Related to the idea of Gibb’s free energy is Le Châtelier’s principle. As previously explained, Le Châtelier’s principle states that if a system at equilibrium is disturbed that system will undergo a process to return to equilibrium. This concept is utilized by cells in glycolysis, the citric acid cycle, and the production of amino and nucleic acids. Successive steps in glycolysis and the citric acid cycle keep the buildup of product from inhibiting previous steps when the cell needs that process to continue. As soon as enough products from one step in glycolysis are formed they can be used in a following step as needed. This utilization allows for the previous step to continue. The citric acid cycle creates products that are not only used in successive steps in the citric acid cycle, but are used in production of amino acids and nucleic acids. The interconnectedness of these processes further allows for careful control of the cell’s energy and metabolites. The first and second laws govern these processes in ways that allows the cell to most efficiently produce the compounds it needs for life, growth, and reproduction, without producing excess.

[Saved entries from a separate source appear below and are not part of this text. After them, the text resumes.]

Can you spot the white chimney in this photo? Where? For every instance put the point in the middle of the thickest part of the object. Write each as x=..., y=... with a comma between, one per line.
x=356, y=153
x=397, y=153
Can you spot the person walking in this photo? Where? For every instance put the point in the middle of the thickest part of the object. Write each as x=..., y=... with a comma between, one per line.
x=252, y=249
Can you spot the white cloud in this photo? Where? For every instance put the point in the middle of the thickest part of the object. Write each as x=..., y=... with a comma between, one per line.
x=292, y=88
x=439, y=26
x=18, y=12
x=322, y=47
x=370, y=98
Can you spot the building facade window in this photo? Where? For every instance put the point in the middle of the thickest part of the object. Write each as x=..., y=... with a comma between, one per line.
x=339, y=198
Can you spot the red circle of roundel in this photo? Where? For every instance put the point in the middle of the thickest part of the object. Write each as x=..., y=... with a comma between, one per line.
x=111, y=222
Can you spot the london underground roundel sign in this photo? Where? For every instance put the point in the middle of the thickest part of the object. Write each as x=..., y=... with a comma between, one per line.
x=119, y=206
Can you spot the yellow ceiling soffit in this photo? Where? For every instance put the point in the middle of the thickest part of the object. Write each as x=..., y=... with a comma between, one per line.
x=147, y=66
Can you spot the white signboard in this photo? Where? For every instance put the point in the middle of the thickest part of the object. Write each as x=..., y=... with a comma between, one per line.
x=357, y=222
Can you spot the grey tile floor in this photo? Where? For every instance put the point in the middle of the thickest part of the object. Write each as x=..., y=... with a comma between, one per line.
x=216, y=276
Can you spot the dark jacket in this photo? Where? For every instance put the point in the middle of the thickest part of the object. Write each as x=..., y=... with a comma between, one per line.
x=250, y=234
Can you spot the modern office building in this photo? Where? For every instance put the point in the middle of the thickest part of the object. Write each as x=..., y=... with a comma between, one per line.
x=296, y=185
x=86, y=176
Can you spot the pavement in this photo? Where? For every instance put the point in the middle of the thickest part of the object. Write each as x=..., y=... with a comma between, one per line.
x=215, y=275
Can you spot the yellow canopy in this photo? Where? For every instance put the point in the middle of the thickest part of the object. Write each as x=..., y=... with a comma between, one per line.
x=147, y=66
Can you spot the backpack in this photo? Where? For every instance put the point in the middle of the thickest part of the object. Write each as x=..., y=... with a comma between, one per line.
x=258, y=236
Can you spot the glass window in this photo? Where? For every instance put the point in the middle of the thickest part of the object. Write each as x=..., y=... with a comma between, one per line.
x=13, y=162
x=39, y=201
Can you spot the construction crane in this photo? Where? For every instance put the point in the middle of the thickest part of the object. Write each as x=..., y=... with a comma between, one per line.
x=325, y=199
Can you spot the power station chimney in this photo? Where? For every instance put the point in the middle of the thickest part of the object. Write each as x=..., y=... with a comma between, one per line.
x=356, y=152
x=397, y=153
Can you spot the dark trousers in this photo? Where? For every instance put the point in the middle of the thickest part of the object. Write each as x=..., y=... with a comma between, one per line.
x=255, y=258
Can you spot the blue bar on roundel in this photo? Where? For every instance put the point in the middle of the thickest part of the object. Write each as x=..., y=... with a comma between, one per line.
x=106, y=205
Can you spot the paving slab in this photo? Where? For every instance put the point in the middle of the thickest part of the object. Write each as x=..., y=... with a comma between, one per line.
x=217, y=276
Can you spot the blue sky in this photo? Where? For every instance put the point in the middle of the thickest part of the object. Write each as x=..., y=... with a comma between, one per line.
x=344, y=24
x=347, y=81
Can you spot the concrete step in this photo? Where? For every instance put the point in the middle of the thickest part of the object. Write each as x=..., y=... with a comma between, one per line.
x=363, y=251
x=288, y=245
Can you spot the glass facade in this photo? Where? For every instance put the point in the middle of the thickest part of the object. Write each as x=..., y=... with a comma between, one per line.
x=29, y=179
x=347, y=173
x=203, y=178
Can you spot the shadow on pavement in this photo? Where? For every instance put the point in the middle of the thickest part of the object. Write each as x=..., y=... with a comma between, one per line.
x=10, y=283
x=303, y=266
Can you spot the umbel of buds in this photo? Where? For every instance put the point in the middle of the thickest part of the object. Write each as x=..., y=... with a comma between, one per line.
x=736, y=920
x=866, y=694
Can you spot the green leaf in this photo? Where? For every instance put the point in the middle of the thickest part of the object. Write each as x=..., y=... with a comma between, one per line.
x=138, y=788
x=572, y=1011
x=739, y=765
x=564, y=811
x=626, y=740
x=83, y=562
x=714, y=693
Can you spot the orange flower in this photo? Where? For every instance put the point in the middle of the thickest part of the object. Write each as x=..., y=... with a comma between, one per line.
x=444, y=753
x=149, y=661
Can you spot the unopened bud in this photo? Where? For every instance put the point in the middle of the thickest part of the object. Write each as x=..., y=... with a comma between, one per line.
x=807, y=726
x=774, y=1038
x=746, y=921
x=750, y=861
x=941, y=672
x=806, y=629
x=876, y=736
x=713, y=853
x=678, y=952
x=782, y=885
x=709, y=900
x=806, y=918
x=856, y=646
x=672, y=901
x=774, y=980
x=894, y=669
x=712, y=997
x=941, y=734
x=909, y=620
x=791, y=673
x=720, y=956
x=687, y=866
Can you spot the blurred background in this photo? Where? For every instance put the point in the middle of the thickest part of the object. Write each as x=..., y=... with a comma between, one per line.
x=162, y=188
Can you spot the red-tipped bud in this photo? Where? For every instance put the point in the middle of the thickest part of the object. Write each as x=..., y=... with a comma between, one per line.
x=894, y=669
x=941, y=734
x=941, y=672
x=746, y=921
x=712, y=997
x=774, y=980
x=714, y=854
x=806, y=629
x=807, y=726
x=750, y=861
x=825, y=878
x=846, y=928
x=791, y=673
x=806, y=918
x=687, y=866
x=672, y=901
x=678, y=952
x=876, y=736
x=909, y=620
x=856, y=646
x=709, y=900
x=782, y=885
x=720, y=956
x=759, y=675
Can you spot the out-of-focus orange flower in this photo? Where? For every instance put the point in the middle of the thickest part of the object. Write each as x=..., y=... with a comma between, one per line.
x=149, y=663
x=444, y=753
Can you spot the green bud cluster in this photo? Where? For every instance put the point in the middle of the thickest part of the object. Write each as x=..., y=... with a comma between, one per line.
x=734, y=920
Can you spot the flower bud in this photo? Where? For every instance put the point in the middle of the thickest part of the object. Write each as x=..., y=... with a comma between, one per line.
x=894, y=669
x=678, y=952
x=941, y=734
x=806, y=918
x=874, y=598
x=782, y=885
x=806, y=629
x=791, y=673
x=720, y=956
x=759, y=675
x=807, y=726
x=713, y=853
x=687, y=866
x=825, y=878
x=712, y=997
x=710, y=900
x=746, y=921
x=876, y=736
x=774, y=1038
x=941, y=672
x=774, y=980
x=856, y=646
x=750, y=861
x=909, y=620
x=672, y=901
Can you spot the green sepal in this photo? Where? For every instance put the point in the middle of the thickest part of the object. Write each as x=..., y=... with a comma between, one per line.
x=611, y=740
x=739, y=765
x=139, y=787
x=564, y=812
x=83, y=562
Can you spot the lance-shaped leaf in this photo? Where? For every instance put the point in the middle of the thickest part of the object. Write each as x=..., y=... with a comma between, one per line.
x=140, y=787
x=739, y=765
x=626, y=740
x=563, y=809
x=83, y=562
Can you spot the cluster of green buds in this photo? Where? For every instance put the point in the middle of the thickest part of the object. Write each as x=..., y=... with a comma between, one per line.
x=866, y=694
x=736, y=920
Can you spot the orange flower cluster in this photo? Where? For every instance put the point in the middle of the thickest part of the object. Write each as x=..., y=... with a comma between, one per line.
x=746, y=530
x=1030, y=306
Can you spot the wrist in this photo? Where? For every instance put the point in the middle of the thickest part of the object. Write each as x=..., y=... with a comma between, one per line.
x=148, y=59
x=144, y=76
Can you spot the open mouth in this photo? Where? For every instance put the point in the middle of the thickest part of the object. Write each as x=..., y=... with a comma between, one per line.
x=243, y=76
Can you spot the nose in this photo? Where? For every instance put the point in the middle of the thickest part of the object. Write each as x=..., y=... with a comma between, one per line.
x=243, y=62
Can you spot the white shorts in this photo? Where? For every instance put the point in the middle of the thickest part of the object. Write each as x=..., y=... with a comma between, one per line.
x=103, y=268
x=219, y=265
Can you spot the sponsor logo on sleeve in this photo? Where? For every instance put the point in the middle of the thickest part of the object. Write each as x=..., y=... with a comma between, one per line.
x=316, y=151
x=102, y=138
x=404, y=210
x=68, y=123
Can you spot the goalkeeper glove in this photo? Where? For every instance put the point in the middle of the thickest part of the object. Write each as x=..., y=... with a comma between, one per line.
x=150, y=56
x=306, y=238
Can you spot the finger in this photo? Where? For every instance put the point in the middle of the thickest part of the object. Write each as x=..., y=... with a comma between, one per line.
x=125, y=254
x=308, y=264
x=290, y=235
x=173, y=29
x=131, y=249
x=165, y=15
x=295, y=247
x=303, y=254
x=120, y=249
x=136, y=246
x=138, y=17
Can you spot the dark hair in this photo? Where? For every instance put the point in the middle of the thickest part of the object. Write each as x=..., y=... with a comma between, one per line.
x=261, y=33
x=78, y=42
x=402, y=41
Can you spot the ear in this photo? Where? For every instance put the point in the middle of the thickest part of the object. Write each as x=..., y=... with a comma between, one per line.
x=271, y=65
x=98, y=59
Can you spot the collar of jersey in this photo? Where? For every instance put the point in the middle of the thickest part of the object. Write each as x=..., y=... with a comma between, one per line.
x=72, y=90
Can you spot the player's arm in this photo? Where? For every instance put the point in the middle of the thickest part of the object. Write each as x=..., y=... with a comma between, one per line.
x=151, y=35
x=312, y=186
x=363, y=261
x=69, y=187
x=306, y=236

Equation 2 also explains why body temperature must be closely regulated. Because Gibb’s free energy is temperature dependent, certain reactions are only spontaneous at specific temperatures. If one’s body was to stray too far outside of the preferred temperature range, not only would one’s proteins be denatured (cooked), but some reactions required for cell life and reproduction may no longer be spontaneous.
The Third Law of Thermodynamics
The Third Law of Thermodynamics states that the entropy of a perfect crystal, whose atoms are fixed and don’t move, vibrate or rotate, is zero when temperature is zero as measured in Kelvin. The Third Law serves to define zero entropy. It also serves to say that zero entropy cannot be reached by a finite number of steps because at 0 K there is no entropy difference, so an infinite number of steps would be needed. The Third Law is most commonly applied to systems at temperatures much lower than human body temperatures or in support of the first two laws of thermodynamics.